Forum Moderators: open
Google visits regularly and honors the robots.txt, as do the other major search engines. The file validates so there seems to be no logical reason for the indexing.
(My spider links page will be generating another 50 or 100 thousand bogus URL's to follow later today. Should keep some errant bot busy for a few extra minutes.)
Jeevesguy:
Is there a current email address for reporting a problem with your robot? I sent a message via your site's "feedback" form. (Again.)

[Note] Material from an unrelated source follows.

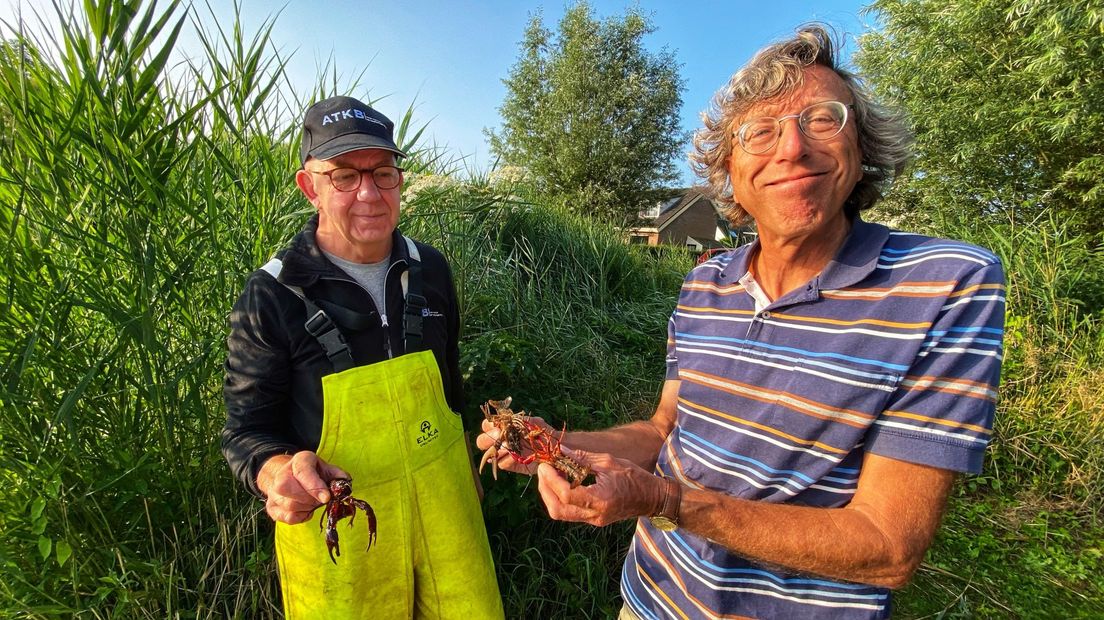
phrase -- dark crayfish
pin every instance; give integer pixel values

What are the odds of getting all references to a particular site removed from your index?
Wayne
Was briefly 'live' as a would-be shopping site and was linked, again briefly, through a only couple of shared files from several of my content sites. It's more "on hold" now than "under construction."
The spider trap directory was always disallowed and for some time now, the whole site is. (Ever since Ask Jeeves first spidered the trap directory last April.)
I'm not one to suspect Jeeves has any motive here. I have the same directory on my other sites and have never seen them fall into the trap on any of them. That's why I looked again at my robots.txt file.
Wayne
When I used the robots.txt validation tool I found that later in the file another set of disallow entries (different than above) were included. A cut and paste screw-up, I guess. The file validated but told me there were duplicates. In effect, I was rewriting the file halfway through and the bot seems to have restarted itself at the point it saw the second User-agent: *.
Checked all my other robots.txt files to make sure they're ok.
Thanks to JeevesGuy for contacting me via stickymail.
Wayne